The danger with the value-investing approach is that, what appears to be gold may indeed be little more than fairy dust -- OK, angel dust at this level. And even if that undervalued company remains a solid money-making enterprise, investors too dreamy eyed to see it today could be just as unperceptive tomorrow. In 1999, Internet stocks were the most extreme example of growth stocks. So far in 2000, biotech wears the emperor's new clothes. Wise investors should look for value. That may sound at once obvious and a tad old-fashioned. After all, value investors--those down-to-brass-tacks types who follow time-honored rules for investing in companies with hard assets and cheap stocks--haven't done especially well in the '90s. Meantime, their growth-oriented brethren have been taken on a spectacular ride as ever-rising profits catapult high-tech companies forward.

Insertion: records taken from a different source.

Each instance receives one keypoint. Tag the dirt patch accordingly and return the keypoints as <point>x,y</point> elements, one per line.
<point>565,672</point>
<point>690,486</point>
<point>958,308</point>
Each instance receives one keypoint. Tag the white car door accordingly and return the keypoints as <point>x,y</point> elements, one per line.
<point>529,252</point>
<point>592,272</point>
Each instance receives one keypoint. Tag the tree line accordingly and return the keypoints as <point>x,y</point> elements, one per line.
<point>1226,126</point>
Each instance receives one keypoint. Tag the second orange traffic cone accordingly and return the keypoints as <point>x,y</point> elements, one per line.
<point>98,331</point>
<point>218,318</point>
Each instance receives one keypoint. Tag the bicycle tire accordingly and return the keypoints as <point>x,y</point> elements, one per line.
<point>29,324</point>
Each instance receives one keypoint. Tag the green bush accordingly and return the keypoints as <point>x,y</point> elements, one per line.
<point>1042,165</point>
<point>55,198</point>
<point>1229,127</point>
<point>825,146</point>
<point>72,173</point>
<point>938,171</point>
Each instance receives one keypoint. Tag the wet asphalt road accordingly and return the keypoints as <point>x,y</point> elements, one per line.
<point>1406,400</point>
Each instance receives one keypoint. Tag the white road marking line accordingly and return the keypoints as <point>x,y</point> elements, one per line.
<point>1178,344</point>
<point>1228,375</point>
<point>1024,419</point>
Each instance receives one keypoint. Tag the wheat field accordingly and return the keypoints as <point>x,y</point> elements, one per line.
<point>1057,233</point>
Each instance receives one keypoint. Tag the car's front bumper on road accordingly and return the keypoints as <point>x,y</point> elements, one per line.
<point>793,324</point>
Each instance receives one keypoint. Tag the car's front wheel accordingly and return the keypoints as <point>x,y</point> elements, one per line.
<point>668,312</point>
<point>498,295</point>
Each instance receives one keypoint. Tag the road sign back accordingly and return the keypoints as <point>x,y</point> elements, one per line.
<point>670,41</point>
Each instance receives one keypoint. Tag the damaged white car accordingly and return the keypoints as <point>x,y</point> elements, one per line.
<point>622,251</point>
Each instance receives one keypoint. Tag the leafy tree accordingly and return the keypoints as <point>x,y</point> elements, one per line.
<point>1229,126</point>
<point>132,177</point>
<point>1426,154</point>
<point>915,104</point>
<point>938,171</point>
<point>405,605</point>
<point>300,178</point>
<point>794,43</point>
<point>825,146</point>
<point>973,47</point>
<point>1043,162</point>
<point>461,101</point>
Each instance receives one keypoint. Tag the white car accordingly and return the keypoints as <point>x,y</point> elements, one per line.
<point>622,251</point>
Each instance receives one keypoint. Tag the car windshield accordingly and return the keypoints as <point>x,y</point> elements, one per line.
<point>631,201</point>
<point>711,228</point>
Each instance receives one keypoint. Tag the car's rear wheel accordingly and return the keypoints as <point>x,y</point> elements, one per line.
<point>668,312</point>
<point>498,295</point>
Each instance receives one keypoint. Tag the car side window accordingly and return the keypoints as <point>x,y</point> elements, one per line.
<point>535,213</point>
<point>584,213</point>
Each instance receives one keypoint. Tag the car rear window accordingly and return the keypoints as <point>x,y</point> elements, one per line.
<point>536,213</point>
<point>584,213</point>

But value investing--updated for the New Economy -- may once again offer investors good returns, the tools to identify and search out value. First, check out how to define value investing. Don't think it means just applying the sharp-penciled analysis to identify promising but stodgy underperformers. The new value analysis gets beyond the glitz of New Economy stocks with sky-high price-earnings ratios. It shows some of these stocks to be unstoppable brands with huge market penetration and ample cash flow, or value—and plenty of it. Investors can also try to lock in value by unearthing some of the small and mid-cap stocks whose earnings potential is good and not yet fully recognized

With the market the way it is at the moment-value investing seems to be the norm of the day. Don't get carried away by the "herd mentality" of selling now-keep your head and pick up stocks which are a combination of value and growth. Sectors like infotech, pharma, telecom, cables, paints and may be even cement merit an investment and remember the saying that when the shoe shine boy starts giving you tips, its time to get out of the market-now we are adding to this, that the best time to buy is when everyone else is selling!